Die Eigentümerin hält sich bedeckt. Auf Anfrage verweist Mediensprecherin Simone Hutmacher auf den Sanierungsbedarf. Man habe in enger Abstimmung mit der Gemeinde ein Projekt ausgearbeitet, das mehr Wohnungen und mehr Wohnfläche schaffe. «Aktuell sind konstruktive Gespräche mit der Gemeinde im Gang, um das weitere Vorgehen zu besprechen und die beste Lösung für alle Beteiligten zu finden», so Hutmacher. Ob die Bedürfnisse der Bewohner*innen dabei wirklich berücksichtigt werden, ist unklar.

Kaum bezahlbare Wohnungen in Langnau

Walter Angst, Co-Geschäftsleiter des Mieterinnen- und Mieterverbands Zürich, ärgert sich über das Vorgehen der Eigentümerin: «Dass die Zürich Invest AG allen auf einen Schlag gekündigt und die Etappierung damit ignoriert hat, ist an Arroganz kaum zu überbieten», sagt er. Der MV Zürich unterstützt die IG Vita von Susan Ponti und Fredi König sowie die Bewohner*innen der Siedlung. An einem Informationsanlass klärten Rechtsexpert*innen des Verbandes über die Einsprachemöglichkeiten auf, ermutigten die Anwesenden, sich gegen die Kündigung zur Wehr zu setzen, und reichten anschliessend Einsprachen ein. Zudem führte der MV Zürich eine Siedlungsumfrage durch, in der er die Bedürfnisse der Bewohner*innen abholte. Die Ergebnisse liegen zwar noch nicht vor, trotzdem zeichnen sich zwei Tendenzen ab: Mehr Zeit und die Möglichkeit, zu einem zahlbaren Mietpreis zurückkehren zu können. Der Grund: Der Wohnungsmarkt in Langnau ist ausgetrocknet. «Es gibt aktuell etwa drei bezahlbare Wohnungen. Wohin sollen all die Menschen gehen?», sagt Susan Ponti.

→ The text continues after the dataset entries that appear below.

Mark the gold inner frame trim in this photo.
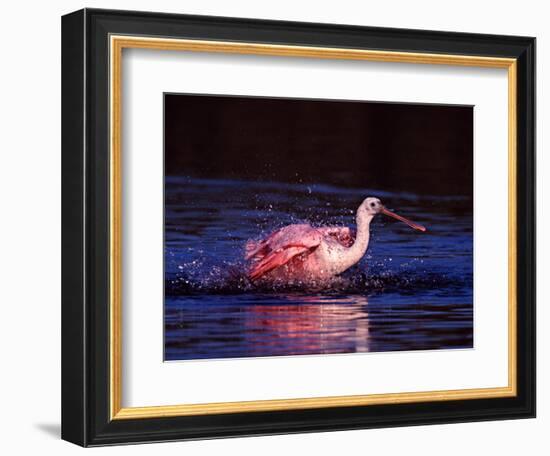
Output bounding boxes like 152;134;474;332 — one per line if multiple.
109;35;518;420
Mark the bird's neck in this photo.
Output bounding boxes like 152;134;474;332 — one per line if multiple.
338;212;372;272
352;211;372;255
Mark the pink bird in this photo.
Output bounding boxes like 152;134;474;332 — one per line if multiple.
245;197;426;283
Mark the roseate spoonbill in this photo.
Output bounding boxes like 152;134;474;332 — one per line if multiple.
245;197;426;282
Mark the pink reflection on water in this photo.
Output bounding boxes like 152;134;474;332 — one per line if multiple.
244;295;371;355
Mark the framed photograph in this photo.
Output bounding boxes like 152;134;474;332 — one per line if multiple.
62;8;535;446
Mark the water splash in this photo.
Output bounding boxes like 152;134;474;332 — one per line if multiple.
165;260;468;296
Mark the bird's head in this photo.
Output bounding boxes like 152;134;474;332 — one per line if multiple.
361;197;383;216
359;197;426;232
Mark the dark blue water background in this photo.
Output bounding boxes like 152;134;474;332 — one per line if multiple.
165;176;473;361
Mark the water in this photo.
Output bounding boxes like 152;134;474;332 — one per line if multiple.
165;176;473;361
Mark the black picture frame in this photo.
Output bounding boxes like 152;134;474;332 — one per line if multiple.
62;8;535;447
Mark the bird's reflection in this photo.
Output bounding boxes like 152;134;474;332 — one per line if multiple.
244;295;371;356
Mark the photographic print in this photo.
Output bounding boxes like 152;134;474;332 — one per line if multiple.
164;94;473;361
62;11;535;444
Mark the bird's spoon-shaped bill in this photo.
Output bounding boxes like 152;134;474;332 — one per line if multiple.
381;207;427;232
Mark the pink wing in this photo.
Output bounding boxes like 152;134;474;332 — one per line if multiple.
246;224;322;280
317;226;356;248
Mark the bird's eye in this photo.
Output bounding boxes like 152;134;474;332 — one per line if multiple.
370;202;375;208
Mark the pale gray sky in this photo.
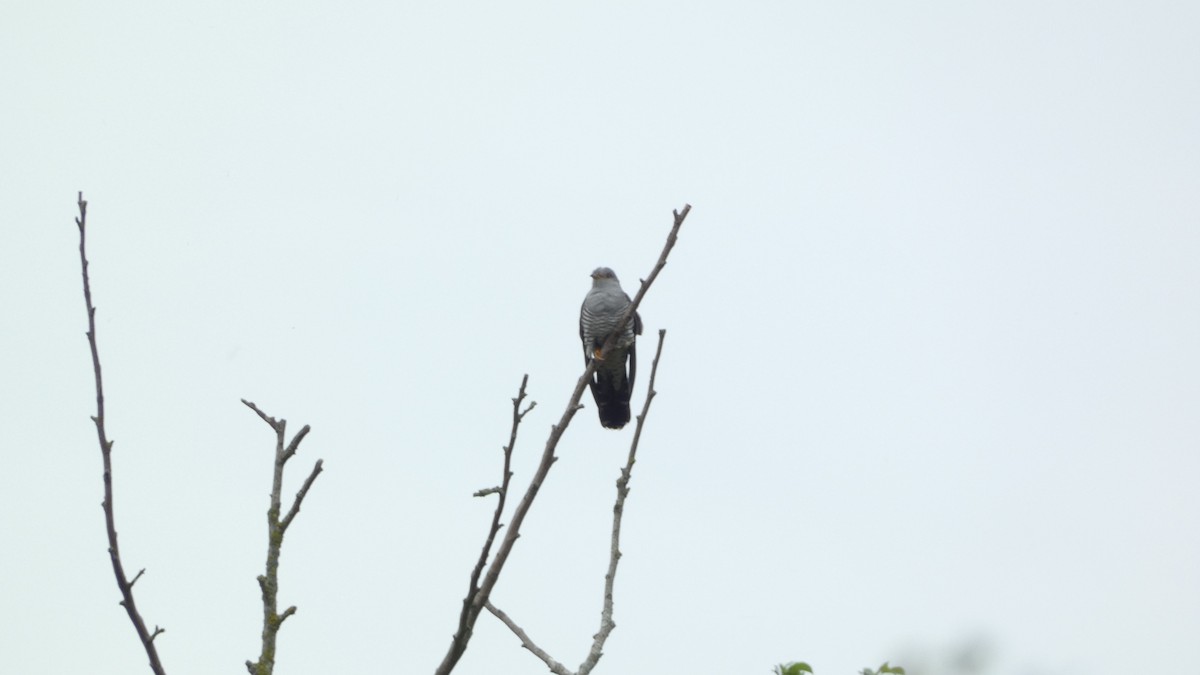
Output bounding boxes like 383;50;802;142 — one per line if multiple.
2;2;1197;674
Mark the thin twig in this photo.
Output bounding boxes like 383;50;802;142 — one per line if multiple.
486;330;670;675
242;399;276;428
243;399;323;675
579;329;667;675
433;205;690;675
445;376;530;670
280;458;324;532
601;205;689;362
484;600;571;675
75;191;169;675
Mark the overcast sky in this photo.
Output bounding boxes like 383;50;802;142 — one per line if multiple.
2;2;1197;674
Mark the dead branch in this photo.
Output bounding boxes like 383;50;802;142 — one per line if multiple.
486;329;670;675
484;600;571;675
441;375;533;673
242;399;324;675
578;328;667;674
74;191;169;675
433;205;690;675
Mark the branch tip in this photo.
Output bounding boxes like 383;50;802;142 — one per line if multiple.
283;424;312;459
251;410;321;671
241;398;279;429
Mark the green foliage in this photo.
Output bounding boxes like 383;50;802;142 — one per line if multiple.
772;660;904;675
860;662;906;675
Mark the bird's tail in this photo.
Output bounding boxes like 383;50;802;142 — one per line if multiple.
590;368;632;429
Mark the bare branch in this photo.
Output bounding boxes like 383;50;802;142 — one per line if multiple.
485;601;572;675
241;398;281;431
75;192;169;675
282;425;312;463
434;205;690;675
281;459;324;532
598;204;689;363
442;375;529;672
578;329;667;675
245;403;323;675
485;330;670;675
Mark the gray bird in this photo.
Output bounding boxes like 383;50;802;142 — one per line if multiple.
579;267;643;429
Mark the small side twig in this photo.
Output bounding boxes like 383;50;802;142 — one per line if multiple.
75;191;168;675
281;459;324;532
242;399;324;675
485;600;571;675
444;375;532;671
433;204;689;675
487;330;670;675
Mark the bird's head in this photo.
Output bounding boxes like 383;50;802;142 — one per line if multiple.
590;267;619;283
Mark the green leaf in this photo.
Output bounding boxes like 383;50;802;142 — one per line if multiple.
775;662;813;675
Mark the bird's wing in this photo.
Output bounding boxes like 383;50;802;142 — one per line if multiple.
579;300;589;364
628;308;642;391
628;342;637;393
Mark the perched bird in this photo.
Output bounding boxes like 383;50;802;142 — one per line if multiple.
579;267;642;429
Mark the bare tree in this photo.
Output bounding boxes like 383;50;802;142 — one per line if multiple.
74;191;688;674
434;205;691;674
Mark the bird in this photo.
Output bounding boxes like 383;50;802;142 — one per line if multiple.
579;267;642;429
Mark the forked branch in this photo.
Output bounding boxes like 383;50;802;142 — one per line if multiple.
486;329;670;675
433;205;690;675
75;191;168;675
446;376;534;666
242;399;324;675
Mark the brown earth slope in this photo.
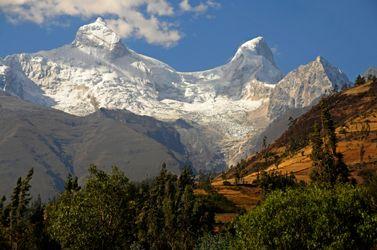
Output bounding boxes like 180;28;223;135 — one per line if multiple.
213;78;377;211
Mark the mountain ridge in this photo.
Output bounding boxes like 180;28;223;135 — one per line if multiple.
0;91;187;199
0;18;351;170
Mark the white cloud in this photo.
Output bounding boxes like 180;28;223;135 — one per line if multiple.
146;0;174;16
106;18;133;38
179;0;221;13
0;0;219;47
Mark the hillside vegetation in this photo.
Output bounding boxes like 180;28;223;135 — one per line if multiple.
212;75;377;211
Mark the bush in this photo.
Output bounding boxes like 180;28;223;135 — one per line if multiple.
197;232;233;250
256;170;298;194
231;185;377;249
222;181;231;186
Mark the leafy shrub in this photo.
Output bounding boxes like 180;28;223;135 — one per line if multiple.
256;170;298;194
231;185;377;249
196;232;233;250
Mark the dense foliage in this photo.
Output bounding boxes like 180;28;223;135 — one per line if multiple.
1;155;376;249
256;170;299;195
47;166;139;249
199;184;377;250
45;164;215;249
0;165;215;249
0;169;58;249
134;165;214;249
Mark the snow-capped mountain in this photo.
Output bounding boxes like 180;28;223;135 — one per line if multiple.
0;18;351;170
268;56;351;118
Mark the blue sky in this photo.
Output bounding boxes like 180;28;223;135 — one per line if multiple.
0;0;376;79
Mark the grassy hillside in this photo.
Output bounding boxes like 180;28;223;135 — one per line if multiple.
213;76;377;210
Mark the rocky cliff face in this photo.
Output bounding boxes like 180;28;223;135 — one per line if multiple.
268;56;351;119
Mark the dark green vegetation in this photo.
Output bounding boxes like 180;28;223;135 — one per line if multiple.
0;169;59;249
256;170;299;195
3;165;374;250
0;92;186;199
199;184;377;250
309;101;349;184
0;165;216;249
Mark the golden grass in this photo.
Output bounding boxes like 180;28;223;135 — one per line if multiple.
211;100;377;221
214;185;261;211
343;82;371;95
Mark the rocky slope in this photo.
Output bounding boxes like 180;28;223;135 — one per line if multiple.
0;18;351;170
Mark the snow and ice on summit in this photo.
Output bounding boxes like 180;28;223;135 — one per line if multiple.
0;18;351;169
73;17;129;58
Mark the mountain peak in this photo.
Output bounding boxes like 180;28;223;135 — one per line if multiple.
309;56;351;90
95;17;106;25
314;55;332;66
239;36;265;49
72;17;128;57
231;36;276;66
315;55;325;63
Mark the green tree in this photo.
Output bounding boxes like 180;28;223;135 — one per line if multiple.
8;168;34;249
257;170;298;195
0;168;53;249
197;171;212;192
229;185;377;249
178;166;195;191
310;101;349;185
355;74;366;86
310;122;322;163
320;101;336;154
234;163;244;185
46;165;138;249
0;196;8;249
64;173;80;192
135;165;214;249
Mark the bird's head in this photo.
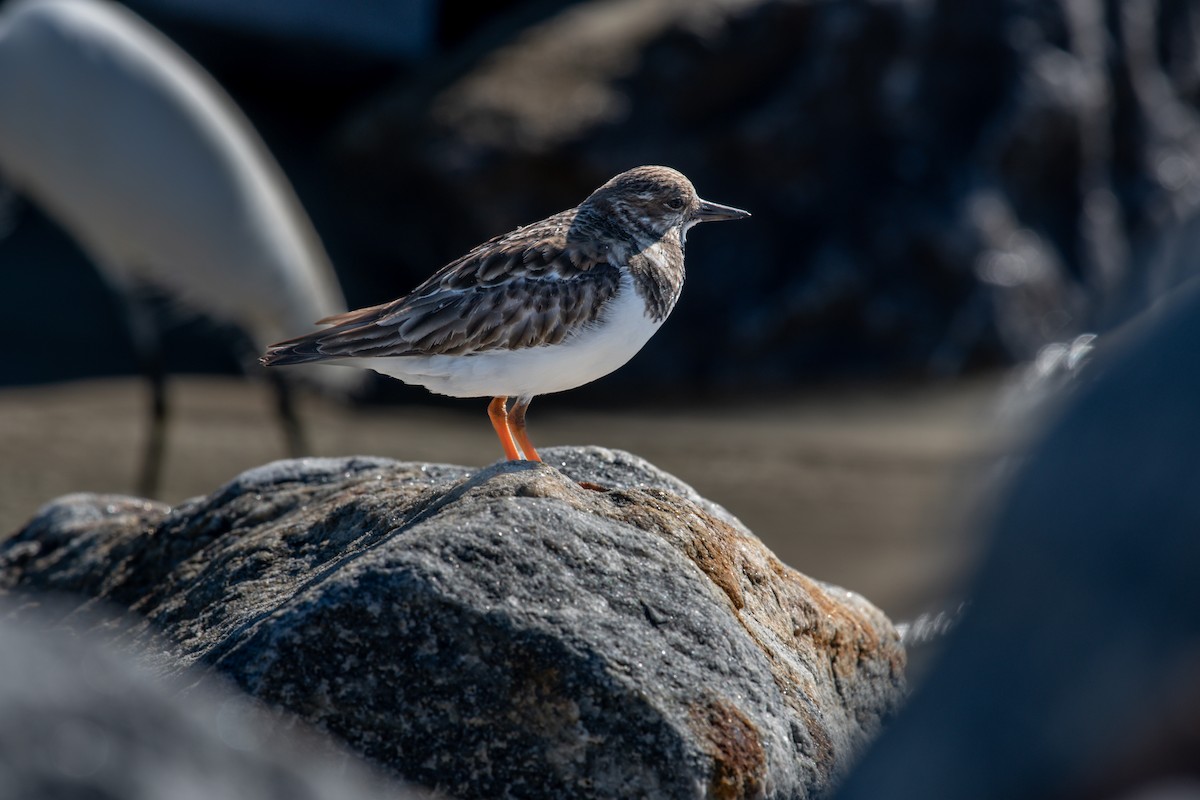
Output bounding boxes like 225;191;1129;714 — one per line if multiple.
584;165;749;242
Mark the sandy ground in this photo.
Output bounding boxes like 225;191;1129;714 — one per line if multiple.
0;375;1015;621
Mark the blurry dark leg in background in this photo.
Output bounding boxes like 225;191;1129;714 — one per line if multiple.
122;294;311;497
232;326;310;461
267;369;307;459
118;290;167;499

Der Druck aus der Stadt schwappt über

Auf diese Entwicklung blickt Walter Angst mit Sorge. Denn das Vorgehen institutioneller Eigentümerschaften, das man aus der Stadt Zürich bestens kennt – mit Leerkündigungen und Neubauten mit hohen Mieten –, könnte in den nächsten Jahren auch in der Agglomeration stark zunehmen. Laut Angst gibt es gerade im Sihltal zahlreiche Siedlungen aus den 1970er- und 1980erJahren, die demnächst saniert werden könnten. Angst: «Wir spüren jeden Tag, dass der in der Stadt omnipräsente Druck auf die Mieter*innen in die Bezirke rund um Zürich hinüberschwappt.»

Hoffen auf Gerechtigkeit

In Langnau hoffen die Bewohner*innen derweil, dass ihr Druck und die Verhandlungen der Gemeinde bei der Eigentümerschaft für ein Umdenken und Menschlichkeit sorgen. So wünscht sich Fredi König mehr Zeit für die Suche nach einem neuen Zuhause oder sogar die Möglichkeit, in eine sanierte Wohnung zurückzukehren. Susan Ponti sagt: «Ich hoffe auf klare Kommunikation und eine faire Etappierung, damit die Menschen hier die Möglichkeit haben, ihre Zukunft zu planen.» Und für Doris Weber ist klar: «Ich will mein Zuhause nicht aufgeben. Damit bin ich nicht alleine. Darum hoffe ich auf Gerechtigkeit für uns alle.»